Every repo has one job. Nothing else in the stack may claim that job.
- ARC-Core owns authoritative event truth. Every receipt in the system derives from its discipline. Nothing else is allowed to be the ultimate source of event truth.
- Cleanroom Runtime owns deterministic execution. Bounded continuity, directives, replay, rollback — all operate through its kernel. Nothing else is allowed to be "the deterministic kernel."
- Cognition Core owns the model-growth doctrine. Training, benchmarking, promotion of cognition candidates live here. Nothing else is allowed to redefine "what is a cognition candidate."
- Language Module owns canonical truth for language itself. Terms, aliases, corrections, provenance. Nothing else is allowed to be the word-meaning authority.
- OmniBinary owns the binary mirror of source truth. Runtime-ledger semantics, decode, dispatch, execution fabric. Nothing else is allowed to be the canonical binary substrate.
- Arc-RAR owns restorable archive lineage. Every promoted candidate ends up in a manifest-indexed bundle here. Nothing else is allowed to be the archive-and-restore authority.
- ARC-Neuron LLMBuilder owns the governed local build loop. The canonical pipeline, Gate v2, and reflection all live here. Nothing else is allowed to be "the build-and-gate machine."

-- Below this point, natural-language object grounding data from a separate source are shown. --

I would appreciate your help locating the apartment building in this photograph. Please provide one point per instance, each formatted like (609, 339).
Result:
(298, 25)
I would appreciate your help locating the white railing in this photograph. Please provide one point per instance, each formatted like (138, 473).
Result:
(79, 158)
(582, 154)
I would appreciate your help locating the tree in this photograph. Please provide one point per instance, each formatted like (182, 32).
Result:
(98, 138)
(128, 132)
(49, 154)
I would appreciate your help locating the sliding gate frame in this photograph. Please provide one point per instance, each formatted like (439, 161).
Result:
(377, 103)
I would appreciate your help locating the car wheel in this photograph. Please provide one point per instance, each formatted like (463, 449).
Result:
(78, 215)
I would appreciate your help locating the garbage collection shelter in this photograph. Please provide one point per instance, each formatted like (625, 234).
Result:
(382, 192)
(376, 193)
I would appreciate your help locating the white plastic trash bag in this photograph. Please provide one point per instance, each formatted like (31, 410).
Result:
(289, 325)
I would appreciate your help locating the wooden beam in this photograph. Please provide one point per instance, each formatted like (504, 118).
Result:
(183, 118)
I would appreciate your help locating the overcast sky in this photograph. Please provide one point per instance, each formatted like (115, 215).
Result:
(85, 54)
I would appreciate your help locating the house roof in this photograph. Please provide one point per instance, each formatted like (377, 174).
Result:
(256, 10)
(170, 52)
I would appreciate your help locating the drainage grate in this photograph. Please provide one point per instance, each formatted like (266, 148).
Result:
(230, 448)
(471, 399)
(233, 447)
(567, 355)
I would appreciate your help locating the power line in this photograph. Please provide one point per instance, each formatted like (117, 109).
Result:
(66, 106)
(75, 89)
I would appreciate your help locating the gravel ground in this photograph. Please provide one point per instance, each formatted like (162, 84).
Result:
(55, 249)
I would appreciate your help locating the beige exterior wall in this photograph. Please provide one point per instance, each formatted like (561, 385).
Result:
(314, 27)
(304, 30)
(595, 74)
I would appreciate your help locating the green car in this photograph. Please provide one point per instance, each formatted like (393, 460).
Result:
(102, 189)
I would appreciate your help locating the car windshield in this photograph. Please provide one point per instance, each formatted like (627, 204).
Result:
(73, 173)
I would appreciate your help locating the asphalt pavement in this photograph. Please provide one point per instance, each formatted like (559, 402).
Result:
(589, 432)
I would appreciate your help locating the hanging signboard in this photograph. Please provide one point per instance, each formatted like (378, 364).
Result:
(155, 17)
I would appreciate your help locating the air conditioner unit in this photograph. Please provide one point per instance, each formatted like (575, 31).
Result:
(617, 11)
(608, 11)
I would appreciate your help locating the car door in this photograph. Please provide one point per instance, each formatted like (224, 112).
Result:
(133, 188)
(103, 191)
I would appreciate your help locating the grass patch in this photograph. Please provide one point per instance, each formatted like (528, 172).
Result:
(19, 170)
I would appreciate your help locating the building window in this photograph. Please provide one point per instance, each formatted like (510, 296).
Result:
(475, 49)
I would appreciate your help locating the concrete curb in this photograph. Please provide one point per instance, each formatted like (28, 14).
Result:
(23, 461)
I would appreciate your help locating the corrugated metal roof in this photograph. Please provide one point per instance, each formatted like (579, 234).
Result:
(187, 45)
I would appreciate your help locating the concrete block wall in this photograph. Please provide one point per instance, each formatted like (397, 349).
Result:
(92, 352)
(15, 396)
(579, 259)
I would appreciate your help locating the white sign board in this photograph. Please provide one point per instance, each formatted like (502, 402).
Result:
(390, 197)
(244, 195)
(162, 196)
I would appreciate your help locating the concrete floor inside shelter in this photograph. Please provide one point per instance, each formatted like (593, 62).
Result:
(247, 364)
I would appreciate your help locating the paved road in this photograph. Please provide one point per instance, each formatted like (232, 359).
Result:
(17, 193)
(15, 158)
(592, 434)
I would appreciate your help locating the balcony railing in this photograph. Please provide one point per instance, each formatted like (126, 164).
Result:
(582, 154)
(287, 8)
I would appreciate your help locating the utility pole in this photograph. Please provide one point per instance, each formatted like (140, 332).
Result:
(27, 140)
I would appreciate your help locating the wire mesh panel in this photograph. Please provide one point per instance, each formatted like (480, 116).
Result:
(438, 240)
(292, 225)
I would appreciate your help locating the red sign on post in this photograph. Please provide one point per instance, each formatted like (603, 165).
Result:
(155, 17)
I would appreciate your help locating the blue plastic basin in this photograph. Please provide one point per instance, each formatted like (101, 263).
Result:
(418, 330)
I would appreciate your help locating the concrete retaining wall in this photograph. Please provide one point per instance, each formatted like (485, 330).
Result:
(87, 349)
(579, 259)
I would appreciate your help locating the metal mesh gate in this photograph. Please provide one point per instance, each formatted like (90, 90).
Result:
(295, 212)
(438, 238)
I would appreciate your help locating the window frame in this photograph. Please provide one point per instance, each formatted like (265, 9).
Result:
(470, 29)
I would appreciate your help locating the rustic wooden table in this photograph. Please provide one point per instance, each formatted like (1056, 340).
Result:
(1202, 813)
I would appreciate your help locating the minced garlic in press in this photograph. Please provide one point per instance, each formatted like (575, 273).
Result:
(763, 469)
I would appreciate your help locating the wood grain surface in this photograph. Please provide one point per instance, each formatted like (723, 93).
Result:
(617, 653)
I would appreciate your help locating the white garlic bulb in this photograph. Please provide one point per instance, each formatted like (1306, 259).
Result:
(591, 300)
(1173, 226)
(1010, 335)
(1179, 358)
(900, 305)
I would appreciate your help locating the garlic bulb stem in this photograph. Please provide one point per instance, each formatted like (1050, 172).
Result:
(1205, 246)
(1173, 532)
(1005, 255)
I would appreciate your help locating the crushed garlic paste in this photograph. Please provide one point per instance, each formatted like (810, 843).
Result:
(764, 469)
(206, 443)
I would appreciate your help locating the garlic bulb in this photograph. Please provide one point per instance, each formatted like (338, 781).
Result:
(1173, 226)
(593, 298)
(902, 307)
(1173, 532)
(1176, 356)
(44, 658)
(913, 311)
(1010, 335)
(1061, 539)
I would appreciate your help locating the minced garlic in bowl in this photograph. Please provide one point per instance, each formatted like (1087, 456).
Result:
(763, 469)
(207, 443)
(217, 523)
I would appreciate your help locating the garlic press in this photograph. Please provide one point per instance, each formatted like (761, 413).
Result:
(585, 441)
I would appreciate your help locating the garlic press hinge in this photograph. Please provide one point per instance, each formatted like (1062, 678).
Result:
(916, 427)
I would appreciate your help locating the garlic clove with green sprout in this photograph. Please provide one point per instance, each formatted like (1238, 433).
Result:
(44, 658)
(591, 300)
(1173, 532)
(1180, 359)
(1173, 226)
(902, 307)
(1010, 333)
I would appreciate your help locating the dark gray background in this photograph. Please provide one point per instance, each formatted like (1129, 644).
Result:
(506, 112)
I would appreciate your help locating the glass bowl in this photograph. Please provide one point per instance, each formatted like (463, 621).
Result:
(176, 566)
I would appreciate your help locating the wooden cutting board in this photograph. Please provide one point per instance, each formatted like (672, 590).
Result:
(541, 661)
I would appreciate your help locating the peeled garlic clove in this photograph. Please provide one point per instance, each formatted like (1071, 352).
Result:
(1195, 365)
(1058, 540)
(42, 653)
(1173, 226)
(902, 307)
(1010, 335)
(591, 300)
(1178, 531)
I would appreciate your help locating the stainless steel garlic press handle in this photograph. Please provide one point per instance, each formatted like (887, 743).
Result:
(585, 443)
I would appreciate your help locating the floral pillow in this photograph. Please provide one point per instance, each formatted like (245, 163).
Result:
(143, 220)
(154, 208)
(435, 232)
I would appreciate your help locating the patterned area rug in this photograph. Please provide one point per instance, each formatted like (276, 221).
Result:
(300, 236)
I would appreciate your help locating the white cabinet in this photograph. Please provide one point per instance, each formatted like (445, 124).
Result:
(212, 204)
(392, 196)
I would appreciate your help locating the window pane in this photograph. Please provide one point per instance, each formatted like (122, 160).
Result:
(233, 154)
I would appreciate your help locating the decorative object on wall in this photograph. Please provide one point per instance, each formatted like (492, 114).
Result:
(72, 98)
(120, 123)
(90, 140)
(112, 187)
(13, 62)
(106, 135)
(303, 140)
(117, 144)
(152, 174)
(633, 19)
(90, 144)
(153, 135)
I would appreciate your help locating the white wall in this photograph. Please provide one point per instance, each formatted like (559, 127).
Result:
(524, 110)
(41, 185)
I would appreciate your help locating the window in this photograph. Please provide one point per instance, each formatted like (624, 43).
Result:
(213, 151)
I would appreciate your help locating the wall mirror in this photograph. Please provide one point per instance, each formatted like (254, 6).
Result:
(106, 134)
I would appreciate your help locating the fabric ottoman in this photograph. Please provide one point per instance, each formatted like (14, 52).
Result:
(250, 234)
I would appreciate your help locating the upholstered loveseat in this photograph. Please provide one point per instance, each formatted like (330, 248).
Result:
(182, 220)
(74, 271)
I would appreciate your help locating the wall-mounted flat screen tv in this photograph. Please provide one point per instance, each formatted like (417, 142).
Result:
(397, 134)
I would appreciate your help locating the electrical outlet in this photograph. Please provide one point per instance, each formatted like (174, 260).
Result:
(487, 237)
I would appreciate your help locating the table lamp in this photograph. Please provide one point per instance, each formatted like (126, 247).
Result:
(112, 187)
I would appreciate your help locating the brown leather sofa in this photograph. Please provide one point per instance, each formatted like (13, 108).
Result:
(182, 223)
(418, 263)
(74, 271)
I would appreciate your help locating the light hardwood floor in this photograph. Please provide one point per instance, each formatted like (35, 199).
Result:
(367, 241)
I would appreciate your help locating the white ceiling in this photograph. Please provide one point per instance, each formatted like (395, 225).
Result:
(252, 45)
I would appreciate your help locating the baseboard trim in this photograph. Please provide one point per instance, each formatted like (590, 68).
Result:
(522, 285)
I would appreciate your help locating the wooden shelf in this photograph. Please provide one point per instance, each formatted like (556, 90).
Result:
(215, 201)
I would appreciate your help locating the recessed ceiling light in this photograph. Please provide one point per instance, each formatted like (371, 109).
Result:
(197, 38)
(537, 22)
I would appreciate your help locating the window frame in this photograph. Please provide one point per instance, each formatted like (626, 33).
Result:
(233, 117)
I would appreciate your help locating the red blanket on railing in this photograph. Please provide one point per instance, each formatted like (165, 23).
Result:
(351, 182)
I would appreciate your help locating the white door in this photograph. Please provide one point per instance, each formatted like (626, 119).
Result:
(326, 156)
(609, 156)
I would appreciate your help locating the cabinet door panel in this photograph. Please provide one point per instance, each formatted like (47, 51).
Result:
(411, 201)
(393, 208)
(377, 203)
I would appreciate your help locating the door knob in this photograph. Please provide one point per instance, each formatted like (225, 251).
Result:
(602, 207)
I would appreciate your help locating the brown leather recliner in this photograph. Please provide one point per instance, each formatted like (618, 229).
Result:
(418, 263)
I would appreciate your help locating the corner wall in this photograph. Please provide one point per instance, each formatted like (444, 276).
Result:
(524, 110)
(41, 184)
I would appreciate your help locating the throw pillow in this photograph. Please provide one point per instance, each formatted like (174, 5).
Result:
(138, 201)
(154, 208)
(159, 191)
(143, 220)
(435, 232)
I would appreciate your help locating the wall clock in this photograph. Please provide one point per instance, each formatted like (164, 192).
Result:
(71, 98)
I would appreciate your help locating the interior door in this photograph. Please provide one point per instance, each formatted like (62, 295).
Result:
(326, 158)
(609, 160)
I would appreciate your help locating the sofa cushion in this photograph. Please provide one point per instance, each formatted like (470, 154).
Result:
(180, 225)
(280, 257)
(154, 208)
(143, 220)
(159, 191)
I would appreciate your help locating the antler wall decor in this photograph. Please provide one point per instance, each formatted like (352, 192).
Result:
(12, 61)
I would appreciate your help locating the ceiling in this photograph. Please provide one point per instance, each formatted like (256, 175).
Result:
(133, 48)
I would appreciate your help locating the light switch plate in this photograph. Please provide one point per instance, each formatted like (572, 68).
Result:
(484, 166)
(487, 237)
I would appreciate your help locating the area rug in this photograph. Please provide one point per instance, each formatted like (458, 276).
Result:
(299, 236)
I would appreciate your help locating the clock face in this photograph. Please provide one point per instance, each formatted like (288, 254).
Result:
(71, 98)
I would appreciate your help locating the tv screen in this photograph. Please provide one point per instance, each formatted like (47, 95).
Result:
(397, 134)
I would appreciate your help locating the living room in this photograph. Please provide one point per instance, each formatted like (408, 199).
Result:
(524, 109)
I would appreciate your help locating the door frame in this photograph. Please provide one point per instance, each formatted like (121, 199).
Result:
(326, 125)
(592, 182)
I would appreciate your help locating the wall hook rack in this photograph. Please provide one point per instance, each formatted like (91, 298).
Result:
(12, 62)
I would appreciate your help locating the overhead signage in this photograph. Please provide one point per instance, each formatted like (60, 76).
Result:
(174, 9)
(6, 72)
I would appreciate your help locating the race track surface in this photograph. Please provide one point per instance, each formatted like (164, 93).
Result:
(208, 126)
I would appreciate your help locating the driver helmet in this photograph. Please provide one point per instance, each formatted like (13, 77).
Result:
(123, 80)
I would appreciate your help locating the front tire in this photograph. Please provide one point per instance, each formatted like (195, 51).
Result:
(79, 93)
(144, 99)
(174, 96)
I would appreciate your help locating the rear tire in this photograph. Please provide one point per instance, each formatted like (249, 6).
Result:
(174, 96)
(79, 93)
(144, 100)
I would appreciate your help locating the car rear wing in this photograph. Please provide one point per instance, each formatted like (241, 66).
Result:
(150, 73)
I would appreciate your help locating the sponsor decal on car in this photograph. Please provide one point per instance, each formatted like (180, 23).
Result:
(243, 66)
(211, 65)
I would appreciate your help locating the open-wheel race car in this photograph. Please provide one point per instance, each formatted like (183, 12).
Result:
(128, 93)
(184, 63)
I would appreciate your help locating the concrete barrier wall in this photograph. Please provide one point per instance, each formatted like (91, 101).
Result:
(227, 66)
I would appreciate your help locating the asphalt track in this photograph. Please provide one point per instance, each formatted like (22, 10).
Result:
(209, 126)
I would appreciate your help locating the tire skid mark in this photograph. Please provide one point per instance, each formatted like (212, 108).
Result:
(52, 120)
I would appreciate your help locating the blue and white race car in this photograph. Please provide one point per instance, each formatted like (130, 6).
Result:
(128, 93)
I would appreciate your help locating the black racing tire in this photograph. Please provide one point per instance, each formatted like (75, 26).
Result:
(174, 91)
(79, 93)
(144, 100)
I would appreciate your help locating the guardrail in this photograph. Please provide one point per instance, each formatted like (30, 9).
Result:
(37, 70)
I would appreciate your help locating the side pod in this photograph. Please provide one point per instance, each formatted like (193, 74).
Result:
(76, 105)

Roles never swap. If a new capability is needed, it goes in the repo whose role it belongs to — not wherever is most convenient.
All seven repositories share a single author and a single funding target:
- GitHub Sponsors: https://github.com/sponsors/GareBear99
- Direct contribution: open issues and PRs in whichever repo addresses your use case
Sponsorship funds time for:
- Hardening governance across all seven repos
- Benchmark-breadth expansion in LLMBuilder
- Integration between adjacent roles (OmniBinary ↔ LLMBuilder, ARC-Core ↔ Cleanroom, Language Module ↔ LLMBuilder)
- External-model adapter validation at larger tiers
- Production documentation for enterprise adoption
One author, one doctrine, seven frozen roles. Each repo owns its single responsibility. Together they form a governed local AI operating system with full lineage, receipts, and rollback.